CFDs can be seen as youngest step in the evolution of security trading. Because of its simplicity and transparency in using, it becomes more popular for investors. CFD stands for Contract for Difference. No matter if you primarily buy or sell, a CFD indicates the pure market movements. The profit or loss solely arise from the traded difference of the underlying asset; that is why it is called Contract for Difference. Additionally, CFDs are leveraged products, therefore less capital than other investment forms is needed. CFDs indicate different markets, e.g. stocks, indices, commodities.
Easy and Flexible Handling
Buy and sell uncomplicated and enjoy the flexibility of CFDs.
Spread your funds easily to different values, e.g. commodities and precious metals.
The occasional costs for buying and selling CFDs are very low.
Intraday-transaction costs do not apply. If long position CFDs are not sold the same day they have been bought, you have to finance the whole underlying.
There are no complicated formulas or calculations and factors like remaining terms and volatility are not necessarily required for CFD traders.
The cost structure is simple and easy to overlook.
Benefit from Falling Prices
With a CFD you can´t just trade on rising markets, you also can go “short” and trade on falling markets.

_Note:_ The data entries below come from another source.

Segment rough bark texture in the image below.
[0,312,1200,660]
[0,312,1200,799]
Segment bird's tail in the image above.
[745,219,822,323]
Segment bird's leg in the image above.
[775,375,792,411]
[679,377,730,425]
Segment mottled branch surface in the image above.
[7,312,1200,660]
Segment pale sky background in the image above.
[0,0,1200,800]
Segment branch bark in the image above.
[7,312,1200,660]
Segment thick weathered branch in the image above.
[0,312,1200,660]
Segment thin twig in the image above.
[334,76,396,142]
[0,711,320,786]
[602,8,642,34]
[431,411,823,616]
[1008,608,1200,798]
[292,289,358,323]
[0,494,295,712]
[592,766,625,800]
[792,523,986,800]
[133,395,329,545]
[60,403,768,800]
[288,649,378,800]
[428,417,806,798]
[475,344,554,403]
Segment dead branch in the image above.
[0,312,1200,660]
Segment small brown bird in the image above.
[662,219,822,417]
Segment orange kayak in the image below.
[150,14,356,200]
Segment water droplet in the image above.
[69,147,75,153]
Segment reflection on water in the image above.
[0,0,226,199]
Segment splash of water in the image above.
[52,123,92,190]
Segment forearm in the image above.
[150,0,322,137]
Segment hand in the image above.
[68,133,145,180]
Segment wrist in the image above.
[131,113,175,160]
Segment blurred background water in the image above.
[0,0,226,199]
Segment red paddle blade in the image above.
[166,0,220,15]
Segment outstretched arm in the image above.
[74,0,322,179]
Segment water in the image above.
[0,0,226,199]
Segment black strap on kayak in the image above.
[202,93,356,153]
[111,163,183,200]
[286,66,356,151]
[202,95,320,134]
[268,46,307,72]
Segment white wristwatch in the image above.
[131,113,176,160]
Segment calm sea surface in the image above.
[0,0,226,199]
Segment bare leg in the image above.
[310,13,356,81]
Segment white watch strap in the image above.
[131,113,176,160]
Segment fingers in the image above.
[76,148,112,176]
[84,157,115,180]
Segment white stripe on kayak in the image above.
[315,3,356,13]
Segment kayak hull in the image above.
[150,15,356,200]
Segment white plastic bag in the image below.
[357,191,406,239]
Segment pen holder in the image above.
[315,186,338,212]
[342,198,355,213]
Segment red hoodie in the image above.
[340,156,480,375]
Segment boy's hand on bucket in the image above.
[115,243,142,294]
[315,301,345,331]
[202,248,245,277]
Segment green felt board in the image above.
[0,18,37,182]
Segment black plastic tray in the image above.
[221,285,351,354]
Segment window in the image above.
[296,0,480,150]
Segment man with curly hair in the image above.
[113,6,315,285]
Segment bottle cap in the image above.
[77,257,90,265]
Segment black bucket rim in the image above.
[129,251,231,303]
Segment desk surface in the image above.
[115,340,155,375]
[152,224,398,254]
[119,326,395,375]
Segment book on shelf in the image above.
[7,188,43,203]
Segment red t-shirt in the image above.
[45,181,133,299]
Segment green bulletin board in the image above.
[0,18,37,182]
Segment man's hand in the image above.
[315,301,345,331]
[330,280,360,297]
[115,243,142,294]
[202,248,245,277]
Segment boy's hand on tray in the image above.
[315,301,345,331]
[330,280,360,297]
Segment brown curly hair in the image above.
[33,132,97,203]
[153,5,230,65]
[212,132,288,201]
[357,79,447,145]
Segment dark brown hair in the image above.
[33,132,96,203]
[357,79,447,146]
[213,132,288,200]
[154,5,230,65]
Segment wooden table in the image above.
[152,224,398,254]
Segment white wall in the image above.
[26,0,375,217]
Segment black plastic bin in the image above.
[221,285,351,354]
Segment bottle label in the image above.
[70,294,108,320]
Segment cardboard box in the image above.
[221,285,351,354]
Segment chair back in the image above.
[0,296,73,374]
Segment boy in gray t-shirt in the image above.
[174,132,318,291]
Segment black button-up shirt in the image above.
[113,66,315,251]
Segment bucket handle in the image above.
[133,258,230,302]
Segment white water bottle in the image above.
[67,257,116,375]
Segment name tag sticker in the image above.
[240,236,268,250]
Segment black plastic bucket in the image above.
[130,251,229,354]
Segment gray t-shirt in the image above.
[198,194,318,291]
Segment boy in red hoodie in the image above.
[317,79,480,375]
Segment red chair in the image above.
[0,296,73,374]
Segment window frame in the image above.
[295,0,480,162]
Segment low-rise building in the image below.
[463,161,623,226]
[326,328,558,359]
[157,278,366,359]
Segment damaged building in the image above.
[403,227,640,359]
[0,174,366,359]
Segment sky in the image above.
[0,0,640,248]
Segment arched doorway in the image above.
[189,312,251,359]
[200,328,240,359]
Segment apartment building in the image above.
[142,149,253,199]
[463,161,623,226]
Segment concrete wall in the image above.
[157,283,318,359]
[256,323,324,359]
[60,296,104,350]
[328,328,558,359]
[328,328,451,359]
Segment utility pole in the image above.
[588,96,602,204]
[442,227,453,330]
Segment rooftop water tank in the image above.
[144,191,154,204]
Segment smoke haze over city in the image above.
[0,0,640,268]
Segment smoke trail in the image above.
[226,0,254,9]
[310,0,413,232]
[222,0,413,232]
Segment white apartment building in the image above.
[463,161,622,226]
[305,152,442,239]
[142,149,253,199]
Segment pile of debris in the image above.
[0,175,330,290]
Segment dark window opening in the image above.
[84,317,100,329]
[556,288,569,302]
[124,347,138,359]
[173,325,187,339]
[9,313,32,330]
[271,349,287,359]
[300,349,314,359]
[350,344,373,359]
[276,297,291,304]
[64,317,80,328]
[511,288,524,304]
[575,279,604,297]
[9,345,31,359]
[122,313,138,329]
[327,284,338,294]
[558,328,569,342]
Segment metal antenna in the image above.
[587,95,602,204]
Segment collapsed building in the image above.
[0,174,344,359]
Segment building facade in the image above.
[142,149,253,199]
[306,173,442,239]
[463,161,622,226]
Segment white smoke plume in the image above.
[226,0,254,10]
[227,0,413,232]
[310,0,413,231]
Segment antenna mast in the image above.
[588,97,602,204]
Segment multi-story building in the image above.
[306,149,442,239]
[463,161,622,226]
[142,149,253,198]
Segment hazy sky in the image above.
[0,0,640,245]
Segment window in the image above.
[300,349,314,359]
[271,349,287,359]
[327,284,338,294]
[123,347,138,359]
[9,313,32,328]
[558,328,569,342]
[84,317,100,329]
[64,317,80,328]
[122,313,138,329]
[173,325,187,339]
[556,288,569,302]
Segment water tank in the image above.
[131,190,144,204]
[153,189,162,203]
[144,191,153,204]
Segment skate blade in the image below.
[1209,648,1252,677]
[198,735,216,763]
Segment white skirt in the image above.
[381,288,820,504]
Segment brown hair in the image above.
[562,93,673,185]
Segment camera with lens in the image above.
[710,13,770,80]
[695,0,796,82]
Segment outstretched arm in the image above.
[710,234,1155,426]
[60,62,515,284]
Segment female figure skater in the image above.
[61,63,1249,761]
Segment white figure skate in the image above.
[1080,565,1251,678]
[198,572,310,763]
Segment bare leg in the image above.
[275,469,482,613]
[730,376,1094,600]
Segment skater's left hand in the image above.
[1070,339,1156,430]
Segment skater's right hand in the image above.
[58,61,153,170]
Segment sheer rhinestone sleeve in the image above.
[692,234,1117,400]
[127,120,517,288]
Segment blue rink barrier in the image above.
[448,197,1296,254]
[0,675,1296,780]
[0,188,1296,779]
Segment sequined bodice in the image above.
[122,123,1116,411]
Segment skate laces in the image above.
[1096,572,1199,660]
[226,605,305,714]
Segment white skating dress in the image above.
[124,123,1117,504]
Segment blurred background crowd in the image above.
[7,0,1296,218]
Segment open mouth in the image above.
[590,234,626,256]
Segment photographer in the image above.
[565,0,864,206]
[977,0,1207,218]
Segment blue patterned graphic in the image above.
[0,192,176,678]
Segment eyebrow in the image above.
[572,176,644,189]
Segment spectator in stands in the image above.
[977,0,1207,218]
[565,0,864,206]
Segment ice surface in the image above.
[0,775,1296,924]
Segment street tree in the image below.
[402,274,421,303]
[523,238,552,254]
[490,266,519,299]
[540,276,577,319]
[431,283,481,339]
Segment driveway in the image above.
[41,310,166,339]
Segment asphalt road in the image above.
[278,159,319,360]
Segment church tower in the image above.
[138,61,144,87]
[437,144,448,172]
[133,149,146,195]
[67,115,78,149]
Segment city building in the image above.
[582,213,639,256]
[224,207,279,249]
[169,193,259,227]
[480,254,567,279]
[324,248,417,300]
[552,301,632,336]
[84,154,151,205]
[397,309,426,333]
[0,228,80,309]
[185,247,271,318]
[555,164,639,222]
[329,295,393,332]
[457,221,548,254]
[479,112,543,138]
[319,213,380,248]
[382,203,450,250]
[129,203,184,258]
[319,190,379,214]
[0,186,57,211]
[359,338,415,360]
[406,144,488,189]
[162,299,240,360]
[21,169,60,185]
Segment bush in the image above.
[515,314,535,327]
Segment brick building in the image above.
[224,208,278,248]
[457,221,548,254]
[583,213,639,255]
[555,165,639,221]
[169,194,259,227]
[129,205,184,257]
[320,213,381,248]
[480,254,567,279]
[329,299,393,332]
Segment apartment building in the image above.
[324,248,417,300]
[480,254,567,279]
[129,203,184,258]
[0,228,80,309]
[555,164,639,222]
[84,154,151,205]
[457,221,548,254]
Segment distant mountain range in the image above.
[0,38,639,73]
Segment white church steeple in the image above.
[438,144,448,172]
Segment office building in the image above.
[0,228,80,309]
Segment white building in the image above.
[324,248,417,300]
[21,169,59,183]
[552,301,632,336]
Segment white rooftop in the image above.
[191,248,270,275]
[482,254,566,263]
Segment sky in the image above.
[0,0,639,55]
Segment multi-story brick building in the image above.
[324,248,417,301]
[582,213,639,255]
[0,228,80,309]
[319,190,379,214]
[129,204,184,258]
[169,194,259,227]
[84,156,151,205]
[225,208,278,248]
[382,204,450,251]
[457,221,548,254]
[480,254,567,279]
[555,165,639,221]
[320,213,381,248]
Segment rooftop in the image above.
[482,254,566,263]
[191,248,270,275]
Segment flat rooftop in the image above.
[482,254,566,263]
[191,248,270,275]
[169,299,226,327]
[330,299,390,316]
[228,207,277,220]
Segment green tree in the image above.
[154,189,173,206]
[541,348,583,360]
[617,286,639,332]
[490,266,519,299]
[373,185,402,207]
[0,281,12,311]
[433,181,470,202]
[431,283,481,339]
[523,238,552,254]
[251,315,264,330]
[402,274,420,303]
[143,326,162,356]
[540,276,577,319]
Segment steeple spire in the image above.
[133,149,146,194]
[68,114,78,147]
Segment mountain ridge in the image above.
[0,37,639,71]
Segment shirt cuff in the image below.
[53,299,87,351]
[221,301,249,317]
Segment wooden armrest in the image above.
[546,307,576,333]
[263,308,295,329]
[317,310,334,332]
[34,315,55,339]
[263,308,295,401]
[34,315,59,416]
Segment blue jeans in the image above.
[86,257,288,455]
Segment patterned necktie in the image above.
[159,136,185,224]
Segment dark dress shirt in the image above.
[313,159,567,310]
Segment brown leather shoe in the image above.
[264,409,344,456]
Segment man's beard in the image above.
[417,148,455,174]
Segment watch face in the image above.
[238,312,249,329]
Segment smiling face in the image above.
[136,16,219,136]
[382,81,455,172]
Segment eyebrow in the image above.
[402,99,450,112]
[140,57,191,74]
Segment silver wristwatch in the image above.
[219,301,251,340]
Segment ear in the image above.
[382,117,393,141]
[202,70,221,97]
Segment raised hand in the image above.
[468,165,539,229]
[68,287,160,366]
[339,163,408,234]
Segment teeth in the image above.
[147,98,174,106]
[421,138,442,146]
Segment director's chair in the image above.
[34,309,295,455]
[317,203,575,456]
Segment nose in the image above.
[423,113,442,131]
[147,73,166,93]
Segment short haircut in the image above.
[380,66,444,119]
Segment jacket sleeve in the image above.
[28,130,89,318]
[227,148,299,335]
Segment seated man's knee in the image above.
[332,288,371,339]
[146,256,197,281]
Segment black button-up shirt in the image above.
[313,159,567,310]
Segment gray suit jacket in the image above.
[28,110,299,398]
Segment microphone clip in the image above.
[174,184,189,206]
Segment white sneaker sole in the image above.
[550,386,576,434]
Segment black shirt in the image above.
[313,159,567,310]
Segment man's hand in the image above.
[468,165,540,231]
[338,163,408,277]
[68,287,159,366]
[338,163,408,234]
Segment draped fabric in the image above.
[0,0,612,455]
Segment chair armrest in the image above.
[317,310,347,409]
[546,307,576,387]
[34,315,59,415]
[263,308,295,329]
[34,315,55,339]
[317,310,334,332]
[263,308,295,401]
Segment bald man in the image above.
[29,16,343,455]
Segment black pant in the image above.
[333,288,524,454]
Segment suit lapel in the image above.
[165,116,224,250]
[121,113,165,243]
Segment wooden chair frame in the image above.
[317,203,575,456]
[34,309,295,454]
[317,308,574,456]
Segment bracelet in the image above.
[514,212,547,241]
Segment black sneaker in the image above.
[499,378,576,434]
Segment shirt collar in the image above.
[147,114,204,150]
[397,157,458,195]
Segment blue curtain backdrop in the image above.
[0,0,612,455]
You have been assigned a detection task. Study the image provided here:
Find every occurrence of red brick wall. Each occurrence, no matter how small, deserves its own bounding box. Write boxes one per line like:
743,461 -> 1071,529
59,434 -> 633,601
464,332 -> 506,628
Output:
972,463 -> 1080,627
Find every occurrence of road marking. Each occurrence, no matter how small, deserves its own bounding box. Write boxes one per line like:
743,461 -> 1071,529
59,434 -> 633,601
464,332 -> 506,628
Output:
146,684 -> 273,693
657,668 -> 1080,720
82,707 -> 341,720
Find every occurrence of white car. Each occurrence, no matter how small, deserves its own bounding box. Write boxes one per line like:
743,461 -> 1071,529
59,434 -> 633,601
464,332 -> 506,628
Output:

As a private investor, you are not allowed to act in short selling normally. With a CFD you are able to trade short selling easily.
As a CFD trader, you can trade global. With a CFD account you have easy access to international markets in real-time. You are able to trade fast and uncomplicated.
Use the Leverage Effect
One of the best benefits is the possible leverage effect. With that effect, you can benefit from small market movements already with little capital.
Hedge your Stock Values with CFDs
If you hold shares, which you don´t want to sell, you can hedge them by short-selling. Hedging allows you to minimize your risk, without losing possible benefits.